30 miles N of Seattle, 40 miles S of Bellingham
While the San Juan Islands are beautiful, their beauty has become something of a liability -- during the summer, they're just too crowded. If you don't relish the hours-long waits for ferries, you can still have an island experience here on Whidbey Island, which is only 30 miles from Seattle and is popular as a weekend getaway for Seattleites who come seeking tranquillity and relaxation. Outside of Washington, Whidbey Island isn't nearly as well known as the San Juans, which is why it is less crowded in the summer.
Whidbey Island is 45 miles in length, which makes it one of the largest islands in the continental United States. However, because it is never more than a few miles wide, Whidbey offers views of the water at seemingly every turn of its winding country roads. Farms, forests, bluffs, and beaches provide the foregrounds to the aquatic vistas, and two historic villages, Langley and Coupeville, offer the same sort of quaint settings people expect from the San Juans. Old wooden commercial buildings have been restored and now house excellent restaurants, art galleries, and unique shops. Charming bed-and-breakfast inns (and one of the state's most luxurious small hotels) pamper visitors to the island and provide the romantic surroundings that are so much a part of the Whidbey experience.

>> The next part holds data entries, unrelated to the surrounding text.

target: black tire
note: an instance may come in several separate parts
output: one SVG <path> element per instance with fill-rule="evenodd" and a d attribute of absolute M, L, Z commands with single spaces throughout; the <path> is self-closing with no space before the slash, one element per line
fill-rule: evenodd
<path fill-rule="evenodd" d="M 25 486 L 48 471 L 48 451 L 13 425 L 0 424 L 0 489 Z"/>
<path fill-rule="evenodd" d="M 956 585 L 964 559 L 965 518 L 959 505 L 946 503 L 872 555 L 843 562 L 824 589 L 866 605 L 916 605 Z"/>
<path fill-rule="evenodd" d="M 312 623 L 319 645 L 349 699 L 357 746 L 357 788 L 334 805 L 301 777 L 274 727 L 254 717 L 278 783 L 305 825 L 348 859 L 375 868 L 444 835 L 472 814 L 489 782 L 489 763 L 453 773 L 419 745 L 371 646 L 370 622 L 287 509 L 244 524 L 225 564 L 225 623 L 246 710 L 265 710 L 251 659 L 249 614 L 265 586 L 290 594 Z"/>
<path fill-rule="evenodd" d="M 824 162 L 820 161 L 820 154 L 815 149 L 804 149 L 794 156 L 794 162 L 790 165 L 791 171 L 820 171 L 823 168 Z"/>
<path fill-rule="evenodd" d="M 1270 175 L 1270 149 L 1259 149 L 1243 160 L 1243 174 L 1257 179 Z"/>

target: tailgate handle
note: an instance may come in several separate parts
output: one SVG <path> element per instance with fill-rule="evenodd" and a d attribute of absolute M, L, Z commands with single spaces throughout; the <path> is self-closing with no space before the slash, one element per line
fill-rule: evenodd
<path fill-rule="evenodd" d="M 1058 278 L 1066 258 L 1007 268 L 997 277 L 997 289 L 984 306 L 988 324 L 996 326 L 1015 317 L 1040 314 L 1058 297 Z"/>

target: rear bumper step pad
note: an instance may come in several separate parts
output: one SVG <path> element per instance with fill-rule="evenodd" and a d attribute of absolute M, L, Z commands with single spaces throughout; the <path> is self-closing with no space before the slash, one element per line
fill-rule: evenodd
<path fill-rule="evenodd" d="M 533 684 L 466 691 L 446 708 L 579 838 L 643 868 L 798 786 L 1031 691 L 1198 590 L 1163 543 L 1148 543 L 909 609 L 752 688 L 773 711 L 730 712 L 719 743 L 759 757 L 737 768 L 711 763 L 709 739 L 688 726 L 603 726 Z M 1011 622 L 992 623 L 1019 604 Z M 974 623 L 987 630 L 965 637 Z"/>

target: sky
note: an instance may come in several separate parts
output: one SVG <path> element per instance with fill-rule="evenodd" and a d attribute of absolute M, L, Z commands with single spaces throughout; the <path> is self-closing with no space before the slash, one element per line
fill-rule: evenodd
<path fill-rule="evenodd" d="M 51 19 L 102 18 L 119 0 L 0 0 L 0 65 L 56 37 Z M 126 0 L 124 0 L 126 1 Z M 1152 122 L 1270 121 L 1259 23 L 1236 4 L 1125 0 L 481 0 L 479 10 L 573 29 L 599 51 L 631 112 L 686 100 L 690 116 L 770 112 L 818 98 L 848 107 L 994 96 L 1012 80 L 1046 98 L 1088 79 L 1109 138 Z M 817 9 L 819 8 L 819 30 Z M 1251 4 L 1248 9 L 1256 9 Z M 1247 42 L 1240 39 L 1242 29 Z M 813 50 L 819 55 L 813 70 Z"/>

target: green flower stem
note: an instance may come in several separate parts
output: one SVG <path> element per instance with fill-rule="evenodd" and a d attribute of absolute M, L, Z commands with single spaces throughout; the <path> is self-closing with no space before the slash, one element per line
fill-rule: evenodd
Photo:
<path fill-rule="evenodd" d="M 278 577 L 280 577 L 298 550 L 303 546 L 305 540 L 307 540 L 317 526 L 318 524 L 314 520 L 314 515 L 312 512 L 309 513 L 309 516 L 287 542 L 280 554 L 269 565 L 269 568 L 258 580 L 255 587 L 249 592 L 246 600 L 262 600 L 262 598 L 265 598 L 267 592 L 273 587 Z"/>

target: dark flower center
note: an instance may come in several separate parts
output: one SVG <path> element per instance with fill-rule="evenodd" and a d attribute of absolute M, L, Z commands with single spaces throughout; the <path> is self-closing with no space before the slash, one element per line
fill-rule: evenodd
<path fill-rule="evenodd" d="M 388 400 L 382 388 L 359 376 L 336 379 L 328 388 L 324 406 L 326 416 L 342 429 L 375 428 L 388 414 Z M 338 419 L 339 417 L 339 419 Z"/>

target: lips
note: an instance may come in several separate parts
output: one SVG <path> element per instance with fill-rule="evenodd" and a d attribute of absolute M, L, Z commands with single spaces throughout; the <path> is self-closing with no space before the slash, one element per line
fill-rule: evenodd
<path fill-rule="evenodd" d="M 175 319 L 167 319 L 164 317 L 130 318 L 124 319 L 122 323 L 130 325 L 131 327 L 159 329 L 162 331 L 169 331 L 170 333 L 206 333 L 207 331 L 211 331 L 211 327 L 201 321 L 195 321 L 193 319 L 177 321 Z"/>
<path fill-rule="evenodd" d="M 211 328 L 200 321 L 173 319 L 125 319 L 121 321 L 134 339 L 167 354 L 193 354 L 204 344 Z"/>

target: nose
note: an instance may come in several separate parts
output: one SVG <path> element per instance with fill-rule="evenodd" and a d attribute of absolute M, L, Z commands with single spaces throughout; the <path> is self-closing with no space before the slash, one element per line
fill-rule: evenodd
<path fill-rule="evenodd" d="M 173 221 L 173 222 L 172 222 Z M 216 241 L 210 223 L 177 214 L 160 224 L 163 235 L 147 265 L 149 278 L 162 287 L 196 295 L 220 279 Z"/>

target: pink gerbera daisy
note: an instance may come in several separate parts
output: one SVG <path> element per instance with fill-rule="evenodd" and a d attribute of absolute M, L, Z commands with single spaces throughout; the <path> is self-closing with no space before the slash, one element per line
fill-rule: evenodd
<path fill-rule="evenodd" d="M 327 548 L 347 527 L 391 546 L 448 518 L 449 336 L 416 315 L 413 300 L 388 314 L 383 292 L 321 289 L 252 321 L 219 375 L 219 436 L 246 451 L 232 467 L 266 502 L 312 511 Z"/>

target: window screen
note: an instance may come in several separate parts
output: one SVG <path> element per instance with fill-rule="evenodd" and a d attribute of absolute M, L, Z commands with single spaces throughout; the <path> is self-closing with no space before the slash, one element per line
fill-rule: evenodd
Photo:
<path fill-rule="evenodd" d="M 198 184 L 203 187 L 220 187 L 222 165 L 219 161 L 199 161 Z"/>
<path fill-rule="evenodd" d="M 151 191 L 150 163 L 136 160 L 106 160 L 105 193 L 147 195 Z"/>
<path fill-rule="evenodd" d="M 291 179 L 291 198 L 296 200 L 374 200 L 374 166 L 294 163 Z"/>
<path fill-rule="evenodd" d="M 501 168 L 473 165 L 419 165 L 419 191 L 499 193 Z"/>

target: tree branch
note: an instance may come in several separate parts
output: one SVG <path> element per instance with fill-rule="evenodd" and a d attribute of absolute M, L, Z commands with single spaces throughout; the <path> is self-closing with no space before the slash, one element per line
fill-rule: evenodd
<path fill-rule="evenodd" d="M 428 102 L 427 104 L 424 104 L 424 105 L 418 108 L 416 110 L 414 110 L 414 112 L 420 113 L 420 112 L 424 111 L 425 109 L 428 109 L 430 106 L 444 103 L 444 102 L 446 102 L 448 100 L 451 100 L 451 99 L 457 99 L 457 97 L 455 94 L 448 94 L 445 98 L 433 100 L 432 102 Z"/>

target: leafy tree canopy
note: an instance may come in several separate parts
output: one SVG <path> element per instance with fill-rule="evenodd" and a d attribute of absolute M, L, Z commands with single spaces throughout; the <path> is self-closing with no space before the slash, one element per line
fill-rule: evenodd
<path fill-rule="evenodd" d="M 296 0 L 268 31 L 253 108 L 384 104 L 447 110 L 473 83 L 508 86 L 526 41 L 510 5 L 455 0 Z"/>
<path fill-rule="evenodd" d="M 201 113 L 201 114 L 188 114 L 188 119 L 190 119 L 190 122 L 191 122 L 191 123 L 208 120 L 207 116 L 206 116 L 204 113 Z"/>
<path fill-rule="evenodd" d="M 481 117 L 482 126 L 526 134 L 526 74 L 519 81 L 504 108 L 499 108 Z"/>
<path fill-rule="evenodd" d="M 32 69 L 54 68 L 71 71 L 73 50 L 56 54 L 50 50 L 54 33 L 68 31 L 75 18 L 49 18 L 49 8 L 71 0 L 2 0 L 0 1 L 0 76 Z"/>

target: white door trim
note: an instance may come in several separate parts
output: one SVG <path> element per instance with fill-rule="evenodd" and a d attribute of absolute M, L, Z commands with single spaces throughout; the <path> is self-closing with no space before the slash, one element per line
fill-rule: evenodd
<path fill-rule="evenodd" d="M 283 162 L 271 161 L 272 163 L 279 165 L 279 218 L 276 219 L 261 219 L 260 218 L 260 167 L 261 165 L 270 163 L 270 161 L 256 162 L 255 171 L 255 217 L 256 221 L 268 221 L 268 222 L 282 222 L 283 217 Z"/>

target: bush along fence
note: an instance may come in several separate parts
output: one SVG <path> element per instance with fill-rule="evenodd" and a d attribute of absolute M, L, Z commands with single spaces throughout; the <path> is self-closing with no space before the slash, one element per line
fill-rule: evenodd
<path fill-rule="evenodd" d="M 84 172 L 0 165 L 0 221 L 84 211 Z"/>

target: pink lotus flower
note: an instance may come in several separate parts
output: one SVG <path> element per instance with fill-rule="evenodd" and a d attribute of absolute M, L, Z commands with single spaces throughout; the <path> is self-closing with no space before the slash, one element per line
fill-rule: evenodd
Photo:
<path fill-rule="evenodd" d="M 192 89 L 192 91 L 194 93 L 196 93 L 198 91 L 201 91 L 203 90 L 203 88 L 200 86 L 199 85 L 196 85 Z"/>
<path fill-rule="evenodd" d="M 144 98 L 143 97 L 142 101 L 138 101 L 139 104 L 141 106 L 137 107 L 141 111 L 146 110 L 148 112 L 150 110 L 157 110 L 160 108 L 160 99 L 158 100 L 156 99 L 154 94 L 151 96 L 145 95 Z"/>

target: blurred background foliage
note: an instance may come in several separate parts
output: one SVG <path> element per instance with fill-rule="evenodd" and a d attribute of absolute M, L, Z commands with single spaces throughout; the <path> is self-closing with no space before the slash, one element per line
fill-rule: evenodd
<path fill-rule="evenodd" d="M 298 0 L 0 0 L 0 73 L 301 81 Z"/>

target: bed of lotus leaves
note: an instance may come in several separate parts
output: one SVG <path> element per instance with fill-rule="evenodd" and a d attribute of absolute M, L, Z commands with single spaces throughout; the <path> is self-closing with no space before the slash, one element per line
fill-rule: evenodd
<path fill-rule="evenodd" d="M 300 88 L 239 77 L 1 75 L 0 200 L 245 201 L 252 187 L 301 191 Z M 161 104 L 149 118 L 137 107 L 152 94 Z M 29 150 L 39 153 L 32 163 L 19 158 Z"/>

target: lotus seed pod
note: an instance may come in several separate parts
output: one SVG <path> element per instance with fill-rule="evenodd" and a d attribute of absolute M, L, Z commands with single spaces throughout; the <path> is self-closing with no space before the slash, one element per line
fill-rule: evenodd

But what, you wonder, is there to do on Whidbey Island? Next to nothing, and that is the island's main appeal. This is an island you visit in order to rest and rejuvenate. You don't have to do anything, just sit back and relax. However, there are a few options for burning off excess energy: wine tasting, shopping, garden touring, hiking in state parks and a national historic reserve, walking on beaches, and sea kayaking. Sounds a lot like the San Juans, doesn't it?
Lest you get the impression that Whidbey Island is heaven on earth, let me make you aware of the Whidbey Island Naval Air Station, which, with its thundering jets, has considerably altered the idyllic atmosphere of the island's northern half. Oak Harbor, the island's largest community, is located just outside the base and is characterized by the sort of strip-mall sprawl that surrounds most military bases. For this reason, the vast majority of the island's B&Bs are located in central and south Whidbey. It's partly because of what has happened to Oak Harbor that Ebey's Landing National Historic Reserve was created. When people who had moved to the island because of its tranquil atmosphere saw the sprawl that was spreading around Oak Harbor, they acted quickly to preserve some of the island's rural beauty, the very essence of Whidbey Island.